I was trying to run par2 on one of my "borg" (a backup tool) repositories. The repo is 3646 MB. For whatever reason, it has 1762 files, of which 1744 are exactly 17 bytes each!

Par2's performance in the presence of so many small files is quite sub-optimal. Here're some number of time taken and space used (total size of all par2 files):

If I run par2 as-is on the repository (default redundancy 5%)

3851.39s u 3.65s s 702% 9:08.45 | 0 sw 0 maj 36063 min | 0 txt 0 dat 141 max
1491 MB (40% of original data, for 5% redundancy)

If I tar up the repo and run par2 on the single tar file:

516.79s u 1.81s s 601% 1:26.17 | 0 sw 0 maj 33887 min | 0 txt 0 dat 134 max
188 MB (just over 5%)

Similarly, if I run it only on files not equal to 17 bytes

500.60s u 1.73s s 679% 1:13.88 | 0 sw 1 maj 34525 min | 0 txt 0 dat 135 max
total size: 188 MB (just over 5%)

Are there any tips for dealing with this and making par2 have the performance characteristics of the second or third examples above, but more directly?

animetosho commented 3 years ago

My general first recommendation with performance concerns is to try a more performance-oriented PAR2 client like MultiPar or ParPar and see how well it works for you.

In your case, a problem with including lots of small files is that PAR2 requires files to be block aligned. This means, if your block size is set to 750KB, for example, each 17 byte file gets effectively expanded to 750KB and processed that way. In other words, your 1744*17 = 28.95KB of data is treated as if it were actually 1.25GB in size (assuming 750KB block size).
Typical recommendation would be to use a smaller block size, or merge all files into one, as you've done via TAR.

If neither of those work for you, still, give the alternative clients a try. They likely have the same issues here as par2cmdline (they're subject to the same PAR2 limitations after all), but with a faster baseline speed, they may fall into acceptable territory for you.

sitaramc commented 3 years ago

On Sun, Aug 29, 2021 at 02:46:58AM -0700, Anime Tosho wrote:

My general first recommendation with performance concerns is to try a more performance-oriented PAR2 client like MultiPar or ParPar and see how well it works for you.

In your case, a problem with including lots of small files is that PAR2 requires files to be block aligned. This means, if your block size is set to 750KB, for example, each 17 byte file gets effectively expanded to 750KB and processed that way. In other words, your 1744*17 = 28.95KB of data is treated as if it were actually 1.25GB in size (assuming 750KB block size).
Typical recommendation would be to use a smaller block size, or merge all files into one, as you've done via TAR.

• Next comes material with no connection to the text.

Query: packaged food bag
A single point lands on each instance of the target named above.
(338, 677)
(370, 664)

If neither of those work for you, still, give the alternative clients a try. They likely have the same issues here as par2cmdline (they're subject to the same PAR2 limitations after all), but with a faster baseline speed, they may fall into acceptable territory for you.

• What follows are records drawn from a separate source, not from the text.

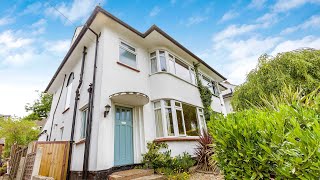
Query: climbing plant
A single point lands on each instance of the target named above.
(205, 94)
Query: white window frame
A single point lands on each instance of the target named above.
(174, 109)
(129, 50)
(82, 128)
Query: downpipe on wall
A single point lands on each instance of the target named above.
(76, 100)
(91, 91)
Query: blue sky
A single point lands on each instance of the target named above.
(228, 35)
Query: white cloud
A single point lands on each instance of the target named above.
(10, 40)
(58, 47)
(239, 57)
(155, 11)
(257, 4)
(33, 8)
(6, 20)
(312, 22)
(15, 96)
(289, 45)
(235, 30)
(286, 5)
(39, 27)
(228, 16)
(75, 11)
(193, 20)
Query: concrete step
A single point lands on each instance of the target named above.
(151, 177)
(131, 174)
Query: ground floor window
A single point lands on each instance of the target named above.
(174, 118)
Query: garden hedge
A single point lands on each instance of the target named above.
(281, 140)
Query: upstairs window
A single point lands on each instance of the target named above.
(210, 84)
(84, 119)
(69, 90)
(127, 55)
(163, 61)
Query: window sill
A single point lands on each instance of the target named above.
(168, 139)
(129, 67)
(81, 141)
(65, 110)
(164, 72)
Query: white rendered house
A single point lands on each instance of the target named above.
(118, 89)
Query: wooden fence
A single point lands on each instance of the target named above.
(54, 159)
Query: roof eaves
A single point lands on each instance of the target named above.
(151, 29)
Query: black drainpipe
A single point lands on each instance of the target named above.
(54, 113)
(90, 111)
(76, 100)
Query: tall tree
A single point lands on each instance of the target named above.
(298, 69)
(40, 107)
(17, 131)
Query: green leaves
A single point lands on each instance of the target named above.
(17, 131)
(40, 108)
(280, 140)
(298, 69)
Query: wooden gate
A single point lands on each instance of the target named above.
(54, 160)
(30, 158)
(17, 152)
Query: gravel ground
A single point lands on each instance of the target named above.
(199, 176)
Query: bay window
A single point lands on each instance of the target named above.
(179, 119)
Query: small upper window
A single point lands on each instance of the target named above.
(84, 119)
(69, 90)
(127, 55)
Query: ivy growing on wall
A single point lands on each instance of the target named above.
(205, 94)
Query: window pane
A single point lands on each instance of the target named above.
(193, 76)
(178, 104)
(159, 127)
(128, 47)
(68, 97)
(84, 123)
(182, 70)
(127, 57)
(167, 103)
(163, 64)
(180, 123)
(157, 104)
(153, 54)
(171, 65)
(203, 122)
(169, 119)
(190, 120)
(154, 65)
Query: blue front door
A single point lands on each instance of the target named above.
(123, 137)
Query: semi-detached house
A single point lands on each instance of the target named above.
(118, 89)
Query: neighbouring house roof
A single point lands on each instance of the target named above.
(227, 95)
(2, 141)
(143, 35)
(42, 122)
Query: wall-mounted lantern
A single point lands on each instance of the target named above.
(107, 109)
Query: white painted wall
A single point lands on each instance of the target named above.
(113, 78)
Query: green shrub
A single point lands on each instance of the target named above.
(204, 151)
(281, 140)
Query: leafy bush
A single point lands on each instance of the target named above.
(175, 167)
(280, 140)
(299, 69)
(204, 151)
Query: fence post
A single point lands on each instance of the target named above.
(37, 162)
(21, 168)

I understand the logic/constraint better now; thanks!

For various reasons this needs to be installable on Linux without having to build, so both those alternatives are no-go for me.

I'll work something out with par2. For my immediate need this kind of tar-ing up works so I'll just script it properly. For other future needs I'll keep in mind that files with a wide distribution of sizes, especially with many at the lower end, may need to be handled specially.

Thanks again!

sitaram

mdnahas commented 3 years ago

FYI, in addition to the blocksize, there is a lot of per-file overhead in Par2. So, for every 17-byte file, there is at least 192 bytes of overhead. So, even if you set the blocksize to 20 bytes, you'll still see more than a 10 times expansion in storage.

Putting everything into a single TAR file will help with that too.

sitaramc commented 3 years ago

On Mon, Aug 30, 2021 at 06:23:38PM +0000, Michael Nahas wrote:

FYI, in addition to the blocksize, there is a lot of per-file overhead in Par2. So, for every 17-byte file, there is at least 192 bytes of overhead. So, even if you set the blocksize to 20 bytes, you'll still see more than a 10 times expansion in storage.

Putting everything into a single TAR file will help with that too.

thank you! It's a pretty easy workaround, so I'm fine with doing that long term.

mkruer commented 3 years ago

@mdnahas I see you are looking into improvements for PAR3, maybe as part of that spec there is a way to stream small files into larger chunks for better efficiently.